Wednesday, July 25, 2007


I had been mulling a post about foreshadowing -- letting the reader know what's coming. It is often a rather clumsy way to heighten the tension in a story .... "John enjoyed his dinner, not knowing that disaster was waiting...."

Ho, hum.

But for some stories, the ending is known already -- familiar tales such as that of King Arthur and Guenevere. We read new novels on these themes partly to see how a new writer will interpret the old story, much as Shakespeare buffs compare different interpretations by various actors and directors.
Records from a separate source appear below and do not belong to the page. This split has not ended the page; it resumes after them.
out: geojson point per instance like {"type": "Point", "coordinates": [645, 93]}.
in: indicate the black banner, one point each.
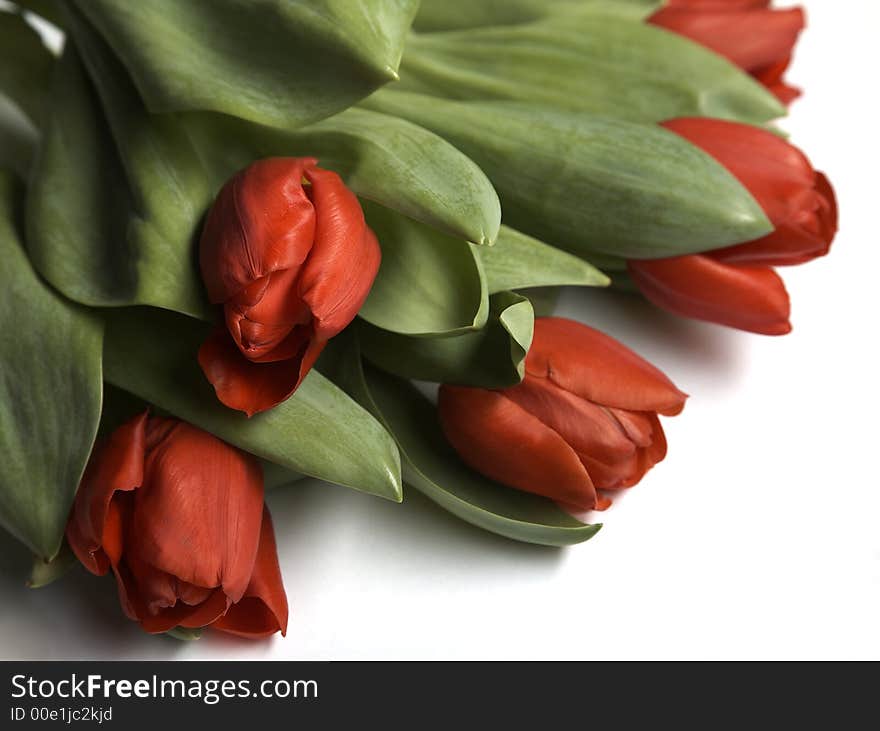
{"type": "Point", "coordinates": [133, 695]}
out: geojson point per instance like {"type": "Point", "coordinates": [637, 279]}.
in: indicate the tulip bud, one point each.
{"type": "Point", "coordinates": [758, 39]}
{"type": "Point", "coordinates": [737, 285]}
{"type": "Point", "coordinates": [178, 516]}
{"type": "Point", "coordinates": [287, 252]}
{"type": "Point", "coordinates": [583, 419]}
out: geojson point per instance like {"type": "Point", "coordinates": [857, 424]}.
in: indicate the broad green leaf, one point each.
{"type": "Point", "coordinates": [429, 284]}
{"type": "Point", "coordinates": [46, 9]}
{"type": "Point", "coordinates": [171, 190]}
{"type": "Point", "coordinates": [492, 357]}
{"type": "Point", "coordinates": [120, 406]}
{"type": "Point", "coordinates": [319, 431]}
{"type": "Point", "coordinates": [585, 183]}
{"type": "Point", "coordinates": [25, 66]}
{"type": "Point", "coordinates": [518, 261]}
{"type": "Point", "coordinates": [78, 202]}
{"type": "Point", "coordinates": [432, 467]}
{"type": "Point", "coordinates": [18, 139]}
{"type": "Point", "coordinates": [383, 159]}
{"type": "Point", "coordinates": [50, 393]}
{"type": "Point", "coordinates": [278, 62]}
{"type": "Point", "coordinates": [588, 62]}
{"type": "Point", "coordinates": [109, 230]}
{"type": "Point", "coordinates": [445, 15]}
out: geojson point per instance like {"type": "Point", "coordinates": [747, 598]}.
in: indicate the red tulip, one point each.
{"type": "Point", "coordinates": [287, 252]}
{"type": "Point", "coordinates": [583, 419]}
{"type": "Point", "coordinates": [737, 285]}
{"type": "Point", "coordinates": [755, 37]}
{"type": "Point", "coordinates": [178, 516]}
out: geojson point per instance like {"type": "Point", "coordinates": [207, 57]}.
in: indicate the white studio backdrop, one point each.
{"type": "Point", "coordinates": [756, 538]}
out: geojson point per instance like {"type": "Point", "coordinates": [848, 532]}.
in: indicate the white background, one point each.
{"type": "Point", "coordinates": [756, 538]}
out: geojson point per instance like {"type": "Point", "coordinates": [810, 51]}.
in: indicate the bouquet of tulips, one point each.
{"type": "Point", "coordinates": [244, 243]}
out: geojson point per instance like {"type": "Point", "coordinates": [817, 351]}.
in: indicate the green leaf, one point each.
{"type": "Point", "coordinates": [445, 15]}
{"type": "Point", "coordinates": [587, 184]}
{"type": "Point", "coordinates": [46, 9]}
{"type": "Point", "coordinates": [278, 63]}
{"type": "Point", "coordinates": [544, 299]}
{"type": "Point", "coordinates": [18, 139]}
{"type": "Point", "coordinates": [25, 66]}
{"type": "Point", "coordinates": [493, 357]}
{"type": "Point", "coordinates": [120, 406]}
{"type": "Point", "coordinates": [50, 393]}
{"type": "Point", "coordinates": [385, 159]}
{"type": "Point", "coordinates": [517, 261]}
{"type": "Point", "coordinates": [432, 467]}
{"type": "Point", "coordinates": [589, 62]}
{"type": "Point", "coordinates": [171, 190]}
{"type": "Point", "coordinates": [105, 230]}
{"type": "Point", "coordinates": [319, 431]}
{"type": "Point", "coordinates": [429, 284]}
{"type": "Point", "coordinates": [45, 572]}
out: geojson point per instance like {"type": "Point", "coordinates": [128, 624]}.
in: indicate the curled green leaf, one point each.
{"type": "Point", "coordinates": [587, 61]}
{"type": "Point", "coordinates": [384, 159]}
{"type": "Point", "coordinates": [432, 467]}
{"type": "Point", "coordinates": [588, 184]}
{"type": "Point", "coordinates": [277, 63]}
{"type": "Point", "coordinates": [518, 261]}
{"type": "Point", "coordinates": [492, 357]}
{"type": "Point", "coordinates": [319, 431]}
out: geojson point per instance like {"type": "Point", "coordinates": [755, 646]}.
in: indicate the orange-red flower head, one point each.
{"type": "Point", "coordinates": [737, 285]}
{"type": "Point", "coordinates": [286, 251]}
{"type": "Point", "coordinates": [583, 419]}
{"type": "Point", "coordinates": [758, 39]}
{"type": "Point", "coordinates": [178, 516]}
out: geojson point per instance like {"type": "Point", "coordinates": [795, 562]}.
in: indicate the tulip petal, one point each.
{"type": "Point", "coordinates": [198, 514]}
{"type": "Point", "coordinates": [117, 464]}
{"type": "Point", "coordinates": [501, 440]}
{"type": "Point", "coordinates": [799, 201]}
{"type": "Point", "coordinates": [586, 427]}
{"type": "Point", "coordinates": [262, 221]}
{"type": "Point", "coordinates": [183, 615]}
{"type": "Point", "coordinates": [745, 297]}
{"type": "Point", "coordinates": [339, 272]}
{"type": "Point", "coordinates": [598, 368]}
{"type": "Point", "coordinates": [253, 387]}
{"type": "Point", "coordinates": [263, 609]}
{"type": "Point", "coordinates": [749, 34]}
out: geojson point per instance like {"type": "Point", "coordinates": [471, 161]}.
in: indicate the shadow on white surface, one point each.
{"type": "Point", "coordinates": [78, 617]}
And recently I listened to the audiobook version of "Brokeback Mountain". Thanks to its Oscar victory, I doubt there's any who doesn't have at least an inkling of the plot. But I was quite struck by the way the author begins with a skillful foreshadowing of the doom awaiting the characters. By the time the first paragraph is over, we know the story will be about the friendship between two men -- maybe even more than friendship. Since the tale might be unpleasant to some, they can shut the book, turn off the audiotape, right then, and avoid anything they might consider offensive. (And others may stop reading right after Ennis pees in the kitchen sink.) But for the rest of her readers, it simply sets the tone: this story is epic, and parts of it will be sad. Against this backdrop, the rest of the story, with its recounting of brief times spent in country high and beautiful, is highlighted and enlarged. Wow!